Innovation remains an important lever for successful long-term development of business systems and one of the main sources for generating added value. And it is precisely this pandemic period that is hungry of innovation in the face of the changing global conditions. And, if there ever was a need to innovate, it is now – both within the organisation as well as vis-à-vis the market and external stakeholders. But how to innovate, how to introduce innovations into companies’ business processes, how to manage people to make them more creative in the conditions of this new reality? Regardless of all crisis situations and the changed modus operandi, the same directions that distinguish innovative managers of yesterday, today and tomorrow still apply.
Human capital development
Creative thinking and innovative action are people-driven and human capital – a set of skills, knowledge and personal characteristics of individuals involved in innovation processes and co-creating innovations – is crucial to the innovation process. Human capital management requires mature innovative managers, who are themselves integrated personalities who are constantly evolving in order to effectively manage innovation processes, motivate and coordinate teams and who can also be creative and innovative themselves. A manager who wishes to promote innovation in their company, department, unit or organisation must understand the overall link between the various players in the system and be able to manage different levels – individuals, teams, and the company, as well as the market and society at large.
The main skills of individuals and the strength of inter-structural teams
Thus, in order to manage innovation effectively, innovative managers constantly engage in human capital, which means, first and foremost, understanding people, knowing oneself and one’s colleagues. They build themselves as an integrated personality who clearly recognises one’s own key competencies and values and continuously works on their own personal development.
As a result, such managers are able to identify the capital of their employees or colleagues in terms of their abilities, talents, skills, values, and ambitions. It is only by understanding these attributes of their colleagues that they can manage human resources – create the right teams, which they direct, coordinate, motivate, and lead through the innovation process with effective communication. A good and perceptive manager recognises the key strengths of each member of the team and is able to make optimal use of their skills while also willing to organise so-called inter-structural teams composed of people with different skills, talents, and abilities, with different experiences, people of different ages, gender, from different cultures, etc. Only diverse team members can successfully challenge each other and seek innovative breakthroughs.
Innovation as a value of businesses and the society
When it comes to innovation in a company or any organisation, it must be said that it is the organisation that provides the foundations for introducing innovation, the structure for implementing innovation processes. A company that recognises innovation as a source of generating added value will appreciate creativity and innovation as important values of organisational culture and will also form its strategic directions in line with innovation principles. It is the innovative manager who manages this structural capital and uses the right methods, tools and techniques to transfer it to the action level of individuals and teams, and, through their own example, strengthen the company’s innovation culture at all levels.
The role of an innovative manager is also to understand society at large, both the market in which the company generates added value and the environment in which it operates. The awareness of the company’s connections with different stakeholders and encouraging collaboration with and between them give the company even better opportunities for innovative breakthroughs and for strengthening innovation as a value in the wider society. In this context, the manager can also make use of open innovation, which involves bringing together external partners and stakeholders in the stages of the innovation process.
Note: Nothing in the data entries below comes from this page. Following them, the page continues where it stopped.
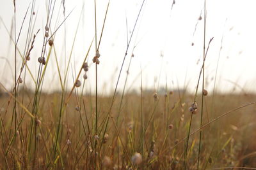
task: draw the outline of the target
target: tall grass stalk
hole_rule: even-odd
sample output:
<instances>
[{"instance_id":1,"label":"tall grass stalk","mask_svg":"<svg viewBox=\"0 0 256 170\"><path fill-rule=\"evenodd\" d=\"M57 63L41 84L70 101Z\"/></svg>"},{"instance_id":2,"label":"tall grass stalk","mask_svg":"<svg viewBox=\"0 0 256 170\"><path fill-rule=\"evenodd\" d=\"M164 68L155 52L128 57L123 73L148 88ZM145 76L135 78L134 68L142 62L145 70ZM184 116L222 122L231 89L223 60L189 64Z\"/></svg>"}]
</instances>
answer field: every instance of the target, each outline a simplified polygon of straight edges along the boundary
<instances>
[{"instance_id":1,"label":"tall grass stalk","mask_svg":"<svg viewBox=\"0 0 256 170\"><path fill-rule=\"evenodd\" d=\"M203 49L203 77L202 82L202 102L201 102L201 117L200 117L200 128L203 123L203 113L204 113L204 66L205 58L205 34L206 34L206 0L204 0L204 49ZM199 163L200 159L201 143L202 143L202 133L200 131L199 136L199 146L198 146L198 157L197 160L197 169L199 169Z\"/></svg>"}]
</instances>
Effective innovative management requires all four levels of innovation creation to be taken into account: the individual, the team, the company, and the society. And these principles also apply during this specific pandemic time, which indicates new trends but at the same time further exposes the longstanding problems associated with climate change and social inequalities. It is therefore all the more important to raise awareness of the need for sustainable innovation as a process in which sustainability elements (environmental, social, economic) are integrated into the whole system of an organisation. In other words, the sustainable philosophy is a part of the company’s structure, which the innovative manager must also integrate into the innovation process itself – in the stage of generating ideas, in research and development, in production, and in its market manifestation – commercialisation. And this sustainability should today be the fundamental attitude of an innovative manager.
Let us conclude by emphasising that everything begins with people, with ourselves. The fact remains that innovative managers need to be able to manage themselves first, to understand their role in the company and to foster relationships with people within the company as well as externally, with the market, with the narrower and the wider community, and finally also with the whole planet. And only if the manager is an integrated person and a sustainable leader will they compose teams who will create sustainable innovation for the sustainable development of society as a whole.
*Speaking of innovative managers, we need to distinguish between two terms – the innovative and the innovation manager. In this respect, we are speaking of two different roles of managers, which can, however, come together in a single person. The person in the role of an innovation manager establishes the rules and conditions of the game, so that individuals and teams can create innovations as effectively as possible. The person in the role of an innovative manager is themselves innovative and able to observe the stakeholders and the situation within the organisation at all times and to identify the opportunities for new business models, new ways of efficient processes, new work methods, etc. (Bulc, Lah Poljak, 2018). For the purposes of this article, the term innovative manager covers both roles together.